呆坐的老人这才回过神,眼巴巴地盯着他手上烤得金黄的鸡。
“来吃!”
“哦!”
周围的人慢慢围了过来,即便没有加任何调料,他们还是狼吞虎咽地吃完了。待到他们有了些生气,林渊这才开口问,“村里的青年和你们没有亲缘关系?”否则也不可能弃之不顾。
“没有啊,所以也不敢奢求太多。本来就是有上顿没下顿,我们也是临时搭建起来的,能照顾我们这么些年,其实已经满足了。”老人咽了口唾沫,似在回想刚刚的美味,“青年才是我们的支柱,有的人也在这里安了家,但不久前,他们就一家子都走了,有好日子谁不想过呢。”
“可以描述一下那位修士的相貌吗?”顾凌深问,“实不相瞒,我或许和他们有点过节。”
一听说顾凌深和对方不和,老人眼睛一亮,“是一个女子,嘴边有颗黑痣,一米七的身高,嗯,不太爱说话,看起来有点凶,但很利落。”

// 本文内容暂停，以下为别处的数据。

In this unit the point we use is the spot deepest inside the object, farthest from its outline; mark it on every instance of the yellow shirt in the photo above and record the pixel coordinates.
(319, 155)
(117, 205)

老人评价还算中肯,林渊一下子就想起那次在帘清阁,郝如月与自己的谈话。
“师父,是影欢阁主的弟子,郝如月。”
“哦!”顾凌深点头,“影欢长年四周游历,却不想……”话未说完,就见一群年轻人闹哄哄地跑了过来,他们大都露着坚实的臂膀,皮肤也是黝黑的。
“是在前面吗?”
“是啊,头,情报上说的就是这里。”
“你们是谁?”顾凌深坐在一旁,笑看着这群被魔气缠绕的青年。
“来救人啦,你别挡我们。”
对方摆着要打架的姿势,顾凌深向后退了几步,“是丁兰朵派来的。”
“是啊。”
“那就烦请你们照顾好他们。”
“那是自然,我们可是要跟着头扬眉吐气呢!”
青年眼里带着憧憬,想要在这百废待兴的土地上发挥自己的作用,他们也坚信着,他们会成就一番事业,过上好日子。
“走吧!”顾凌深摸了摸阿虎的头,和林渊并肩着离开。
“师父,被瘴气感染的人如果适应了,若是环境再改变,该如何?”
“这些,就交给韩子敬吧,他关于灵芝的研究应该已经又进了一步。那些体力独特的人,大都是有修行天赋的,灵气与瘴气,或许,都能孕育出生命,慢慢清除,这是一个长久的过程,潜移默化地,会让环境变好,一切都将变得适应人类生存。当然,牺牲是不可避免的。”
牺牲是不可避免的,但被瘴气常年侵染的神谷,必须接受这样的挑战,哪怕妖兽横行,人们也需要克服。
林渊沉默了半晌,困意渐渐袭来,他看了一眼盘坐着的顾凌深,终是躺了下去,“师父,我睡会儿,到了叫我。”
“嗯,好。”
得了对方的保证,脑子也运转不开了,困倦的身体像是没了知觉,睡死了过去。
*
这头高美罗围着篝火坐下,眉头始终没有放松,林渊已经离开了四天,至今都没有音信,当初也是自己请林渊去找,可这么一个没有灵力的人,万一受了伤,该怎么办。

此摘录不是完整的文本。